APOL1 vA gene structure and regions with positively selected sites. (A) Amino acids (single letter code) and coordinates mark positively selected sites for APOL1–4 derived from at least two of three PAML models (M2/M8/BS) as large stars. The positively selected sites found by Smith and Malik (2009) are indicated for APOL1–2, APOL3–4, and APOL6. Red labeled letters show overlapping sites of different studies.

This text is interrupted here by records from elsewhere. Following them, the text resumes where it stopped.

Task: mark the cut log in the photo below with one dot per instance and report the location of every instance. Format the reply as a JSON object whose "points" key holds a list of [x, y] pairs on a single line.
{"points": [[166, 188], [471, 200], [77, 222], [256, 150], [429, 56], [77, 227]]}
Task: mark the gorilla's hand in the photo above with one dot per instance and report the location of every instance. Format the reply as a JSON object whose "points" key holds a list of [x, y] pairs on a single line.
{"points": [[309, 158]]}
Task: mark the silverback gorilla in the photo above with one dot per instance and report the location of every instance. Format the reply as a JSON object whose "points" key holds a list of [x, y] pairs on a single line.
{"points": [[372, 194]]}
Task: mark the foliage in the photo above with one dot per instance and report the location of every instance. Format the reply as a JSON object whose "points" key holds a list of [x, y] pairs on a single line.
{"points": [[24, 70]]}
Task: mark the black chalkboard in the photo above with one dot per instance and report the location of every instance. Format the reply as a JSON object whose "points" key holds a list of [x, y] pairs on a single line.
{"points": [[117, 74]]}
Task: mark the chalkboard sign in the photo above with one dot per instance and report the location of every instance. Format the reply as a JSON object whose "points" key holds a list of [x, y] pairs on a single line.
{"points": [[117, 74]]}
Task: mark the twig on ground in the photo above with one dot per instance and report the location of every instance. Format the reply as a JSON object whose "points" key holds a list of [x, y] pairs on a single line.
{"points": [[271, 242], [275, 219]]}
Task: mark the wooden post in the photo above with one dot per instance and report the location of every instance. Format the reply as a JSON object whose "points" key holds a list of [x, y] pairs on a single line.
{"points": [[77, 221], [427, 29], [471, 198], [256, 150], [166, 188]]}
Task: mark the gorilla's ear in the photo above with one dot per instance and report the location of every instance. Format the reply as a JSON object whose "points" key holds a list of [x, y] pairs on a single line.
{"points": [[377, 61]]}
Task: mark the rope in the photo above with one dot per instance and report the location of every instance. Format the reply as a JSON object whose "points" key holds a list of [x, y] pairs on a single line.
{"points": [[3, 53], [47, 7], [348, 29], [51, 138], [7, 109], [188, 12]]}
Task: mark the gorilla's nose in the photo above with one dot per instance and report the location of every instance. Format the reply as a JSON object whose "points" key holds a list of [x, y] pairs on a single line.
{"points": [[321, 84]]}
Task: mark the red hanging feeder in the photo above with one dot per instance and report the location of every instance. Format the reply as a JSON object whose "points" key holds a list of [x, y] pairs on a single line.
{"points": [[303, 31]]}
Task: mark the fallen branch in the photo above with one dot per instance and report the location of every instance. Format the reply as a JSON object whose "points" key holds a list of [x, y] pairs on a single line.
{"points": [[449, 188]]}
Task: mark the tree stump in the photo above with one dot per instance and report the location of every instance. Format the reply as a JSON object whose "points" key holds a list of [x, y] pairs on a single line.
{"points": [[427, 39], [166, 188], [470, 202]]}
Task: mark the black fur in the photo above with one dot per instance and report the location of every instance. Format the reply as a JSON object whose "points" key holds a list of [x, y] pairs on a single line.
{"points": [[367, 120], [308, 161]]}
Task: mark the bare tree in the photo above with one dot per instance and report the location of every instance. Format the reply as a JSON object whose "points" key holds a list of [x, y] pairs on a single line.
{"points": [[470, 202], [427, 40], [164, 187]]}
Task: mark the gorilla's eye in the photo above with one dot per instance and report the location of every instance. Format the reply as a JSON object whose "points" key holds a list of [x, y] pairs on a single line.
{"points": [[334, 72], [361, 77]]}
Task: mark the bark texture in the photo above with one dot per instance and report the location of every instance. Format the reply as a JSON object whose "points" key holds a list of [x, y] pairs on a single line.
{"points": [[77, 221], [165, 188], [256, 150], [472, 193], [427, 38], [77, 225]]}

The APOL1 variation of alternative amino acids or deletion sites (Δ) are shown above the exon structure (gray). APOL1 was previously divided into four functional regions, an SP, a PFD, an MAD, and the SID (green boxes). The PFD also contains a putative pro-apoptotic BH3-only domain sequence motif (BSM). More recent conceptions suggest an SP (gray bar) and up to four TMs (SP, gray and TM1-4, black bars with their coordinates indicated as numbers). The first two TMs are also referred to as membrane insertion domain (MID) or helix–turn–helix region (H-L-H). The TM4 overlaps with a pore-lining region (PLR), followed by leucine-zipper domain (ZIP). (B) Model of possible orientations of APOL1 (and APOL2) at the ER. The presence or absence of the SP determines the orientation of APOL1 splice variants and of APOL2 at the ER. Functional SPs result in a luminal (cis) ER localization of the APOL1 C-terminus. If APOL1 functions as an ion pore, this most likely requires two (I), “two and a half” (II), or four (III) TMs (black boxes). During evolution, positively selected amino acids accumulate in regions within, or close to, the putative TM3 and TM4 (red arrows). APOL1 vB3 and APOL2, that lack functional SPs (IV), are most likely bound to the cytoplasmic leaflet of the ER membrane (trans). Since cis as well as trans pools of APOL1 show cytotoxic effects—that are pronounced in the case of renal risk variants—our data suggest the presence of different cellular pathomechanisms.